Extend RetirementThe idea isn’t to carry a full time occupation into retirement—that wouldn’t be retirement at all—but rather to have an activity that can provide a much needed income supplement. While you’re planning, saving and managing your retirement portfolio, preparation for an earned income source may have its place.

How to Find a Retirement Career

Some career ventures can take a few years of advance planning so you may want to start working now to make yours a reality at retirement. If you decide to include a post-retirement career in your retirement plans where can you look for opportunities?

Downshifting on your current job

The job you’re doing just prior to retirement is often the first, best place to look for a supplemental income. You’ll be doing what you know for an employer you’re familiar with and that can make the transition smoother. Approach your employer with a plan to work in a reduced capacity. The arrangement can be part time, seasonal, or on a “when-needed” basis. Nearly every employer needs flexible staff, and as an insider you’re in a prime position to assume the roll. And you can be more flexible than most because you’re not looking for a full time paycheck. It may be best to discuss this with your employer at least a year or more ahead of your retirement.
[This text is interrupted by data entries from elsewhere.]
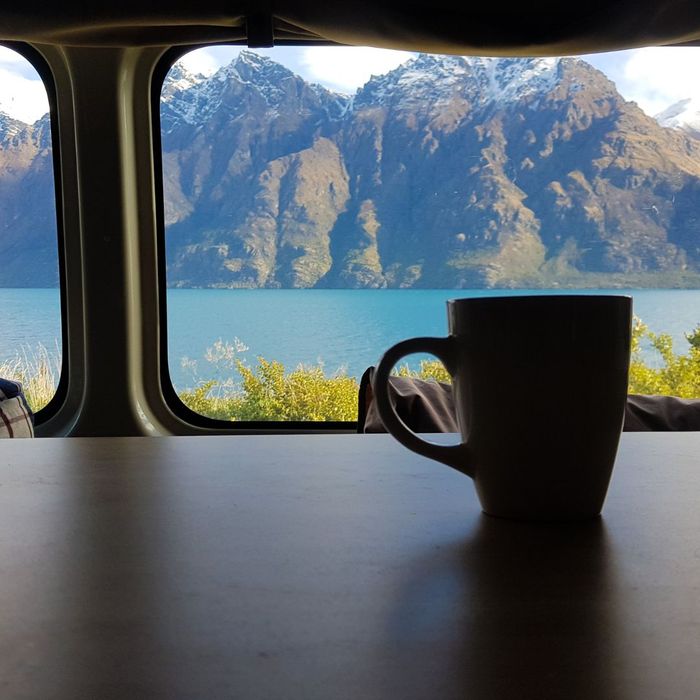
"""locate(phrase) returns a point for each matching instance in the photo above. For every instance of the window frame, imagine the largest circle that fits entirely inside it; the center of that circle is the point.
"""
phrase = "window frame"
(172, 400)
(43, 69)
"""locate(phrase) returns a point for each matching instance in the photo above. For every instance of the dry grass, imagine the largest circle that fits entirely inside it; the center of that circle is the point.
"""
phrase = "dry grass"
(38, 370)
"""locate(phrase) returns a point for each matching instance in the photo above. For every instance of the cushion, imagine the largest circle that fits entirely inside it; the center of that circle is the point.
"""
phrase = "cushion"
(16, 418)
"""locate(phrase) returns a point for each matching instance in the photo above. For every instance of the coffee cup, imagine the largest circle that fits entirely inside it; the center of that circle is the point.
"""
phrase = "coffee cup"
(539, 386)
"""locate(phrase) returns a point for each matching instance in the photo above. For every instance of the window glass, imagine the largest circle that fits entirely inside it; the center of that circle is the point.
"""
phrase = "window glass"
(30, 307)
(321, 203)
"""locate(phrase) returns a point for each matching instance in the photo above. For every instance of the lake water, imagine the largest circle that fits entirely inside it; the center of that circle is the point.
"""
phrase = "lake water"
(342, 329)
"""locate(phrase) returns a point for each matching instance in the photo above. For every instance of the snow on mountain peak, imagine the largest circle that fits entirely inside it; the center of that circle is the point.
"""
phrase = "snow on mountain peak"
(485, 80)
(511, 79)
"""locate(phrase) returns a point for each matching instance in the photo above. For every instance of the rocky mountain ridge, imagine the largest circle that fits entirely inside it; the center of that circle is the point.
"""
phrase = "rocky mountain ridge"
(444, 172)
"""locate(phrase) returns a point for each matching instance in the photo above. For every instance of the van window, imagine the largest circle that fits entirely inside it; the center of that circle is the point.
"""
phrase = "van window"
(321, 203)
(30, 304)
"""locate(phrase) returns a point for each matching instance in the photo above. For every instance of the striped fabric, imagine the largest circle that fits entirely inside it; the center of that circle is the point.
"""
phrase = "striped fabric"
(16, 419)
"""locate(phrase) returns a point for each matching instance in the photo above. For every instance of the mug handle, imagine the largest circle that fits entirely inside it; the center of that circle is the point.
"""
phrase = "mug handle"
(455, 456)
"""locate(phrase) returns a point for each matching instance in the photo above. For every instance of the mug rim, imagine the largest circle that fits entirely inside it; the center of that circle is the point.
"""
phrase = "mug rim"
(536, 297)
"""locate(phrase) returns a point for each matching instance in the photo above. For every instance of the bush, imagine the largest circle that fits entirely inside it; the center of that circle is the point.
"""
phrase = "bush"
(675, 375)
(234, 391)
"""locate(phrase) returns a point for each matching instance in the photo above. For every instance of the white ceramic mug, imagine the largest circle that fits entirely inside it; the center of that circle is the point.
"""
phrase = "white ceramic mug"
(539, 384)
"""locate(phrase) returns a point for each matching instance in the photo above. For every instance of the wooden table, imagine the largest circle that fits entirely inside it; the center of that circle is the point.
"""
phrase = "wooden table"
(336, 567)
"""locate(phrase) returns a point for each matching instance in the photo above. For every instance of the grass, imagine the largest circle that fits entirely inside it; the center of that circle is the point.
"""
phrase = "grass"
(232, 390)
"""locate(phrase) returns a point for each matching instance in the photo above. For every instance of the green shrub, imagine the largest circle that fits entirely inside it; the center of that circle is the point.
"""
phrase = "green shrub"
(234, 391)
(673, 375)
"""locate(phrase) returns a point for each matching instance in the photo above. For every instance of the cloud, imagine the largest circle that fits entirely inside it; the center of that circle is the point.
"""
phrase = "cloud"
(347, 68)
(657, 77)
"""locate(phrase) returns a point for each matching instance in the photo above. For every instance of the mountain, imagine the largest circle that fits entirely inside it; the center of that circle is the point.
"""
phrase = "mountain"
(28, 248)
(445, 172)
(684, 115)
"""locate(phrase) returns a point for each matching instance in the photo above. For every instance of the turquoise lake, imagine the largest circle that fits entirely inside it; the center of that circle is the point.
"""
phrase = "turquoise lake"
(342, 329)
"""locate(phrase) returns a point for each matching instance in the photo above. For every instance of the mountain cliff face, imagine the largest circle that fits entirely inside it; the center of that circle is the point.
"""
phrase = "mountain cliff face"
(28, 250)
(445, 172)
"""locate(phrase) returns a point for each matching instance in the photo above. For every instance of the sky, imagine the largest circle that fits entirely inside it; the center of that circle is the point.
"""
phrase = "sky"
(654, 77)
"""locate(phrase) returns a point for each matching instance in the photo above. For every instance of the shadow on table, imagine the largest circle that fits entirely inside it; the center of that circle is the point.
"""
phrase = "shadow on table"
(519, 610)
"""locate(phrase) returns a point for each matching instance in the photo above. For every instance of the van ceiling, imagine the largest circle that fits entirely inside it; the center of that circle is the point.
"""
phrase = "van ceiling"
(537, 27)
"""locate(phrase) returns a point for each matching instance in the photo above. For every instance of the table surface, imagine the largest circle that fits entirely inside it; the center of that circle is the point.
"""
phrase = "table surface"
(339, 566)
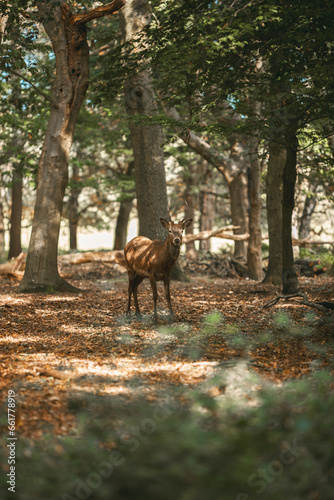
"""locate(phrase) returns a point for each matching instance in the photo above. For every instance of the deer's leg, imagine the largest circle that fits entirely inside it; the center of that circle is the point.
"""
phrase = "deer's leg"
(136, 282)
(167, 294)
(155, 294)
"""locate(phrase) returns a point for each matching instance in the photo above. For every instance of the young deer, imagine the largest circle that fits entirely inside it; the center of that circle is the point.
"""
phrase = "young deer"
(153, 260)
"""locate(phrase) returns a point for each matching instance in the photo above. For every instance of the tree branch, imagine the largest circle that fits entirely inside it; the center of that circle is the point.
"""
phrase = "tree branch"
(214, 157)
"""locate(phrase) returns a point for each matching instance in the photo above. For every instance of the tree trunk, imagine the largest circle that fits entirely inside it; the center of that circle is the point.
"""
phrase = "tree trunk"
(254, 250)
(147, 140)
(73, 212)
(2, 229)
(234, 169)
(15, 247)
(207, 205)
(290, 280)
(190, 178)
(122, 222)
(276, 163)
(239, 212)
(68, 36)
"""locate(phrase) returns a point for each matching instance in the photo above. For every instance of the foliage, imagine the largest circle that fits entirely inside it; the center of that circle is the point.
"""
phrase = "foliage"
(283, 447)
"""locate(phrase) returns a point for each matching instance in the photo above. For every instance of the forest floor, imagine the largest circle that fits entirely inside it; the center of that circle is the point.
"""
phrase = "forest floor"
(55, 349)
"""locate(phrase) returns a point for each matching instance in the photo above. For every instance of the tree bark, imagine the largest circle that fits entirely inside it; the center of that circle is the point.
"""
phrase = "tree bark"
(69, 40)
(290, 280)
(276, 163)
(15, 247)
(2, 228)
(73, 212)
(234, 169)
(147, 140)
(207, 205)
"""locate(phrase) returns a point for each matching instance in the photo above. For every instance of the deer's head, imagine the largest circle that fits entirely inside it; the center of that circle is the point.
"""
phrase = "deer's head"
(175, 229)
That will give both sides a chance to work out the details, or even to create an opportunity that doesn’t presently exist.

Consulting in your field of expertise

After 30-40 years in a career, you’ll probably have a lot of insight on what makes your field or industry work in a way that the foot soldiers who are still in the game full time don’t. That experience will probably be worth something to various employers in your field. Over the years you built your professional network, and these are the people who can help you land the consulting assignments you’re looking for and that will make the venture that much easier. Plan on keeping your career networking contacts active well into retirement.

Trying something entirely new

For many retirees, the chance to leave their job and their industry is precisely what retirement is all about. If this describes you, it may work better for you to make a clean break from your lifelong occupation and to try your hand at something entirely different. You can try to enter a field that’s related to the one you’re in now or one that’s completely different—the choice will be completely open. One factor that makes this more doable—and far less risky—is that in retirement you don’t need to concern yourself with a fat paycheck and a full benefits package. Instead of being a time to kick back and cash out, retirement can offer you the opportunity to do what ever work you like.

Starting your own business

Many people have a dream of starting their own business, but when you have a family to support, a mortgage to pay and a retirement to fund, doing so may exceed your risk tolerance. But once you’re retired, all of that will be gone and you’ll be free to take those chances you only imagined earlier in life! Starting your own business will probably take longer to make happen than other income earning ventures and will require the most planning. It can take several years to develop a profitable business, and should you go this route you may want to consider doing it on a part time basis well ahead of retirement.

Doing something fun!

Do you ever dream of breaking out of the career mold and doing something that’s fun? How about a hobby that you’d like to do for money? It may not be practical to do such a thing when you have significant obligations that have to be planned out and paid for, but retirement is a time for just such adventures. Do you like music? Sports? Teaching? Working in a creative capacity? How about working at a resort property? There are income opportunities connected with each of these, and while they may not be lucrative, getting paid to do what you love is always a win-win. You can do just about anything you can imagine—if it’s something you love and there’s a chance to make money doing it, it qualifies!

Diversification is a necessary part of investing; having some form of earned income is a way to diversify retirement resources. Is a post-retirement career part of your retirement plans?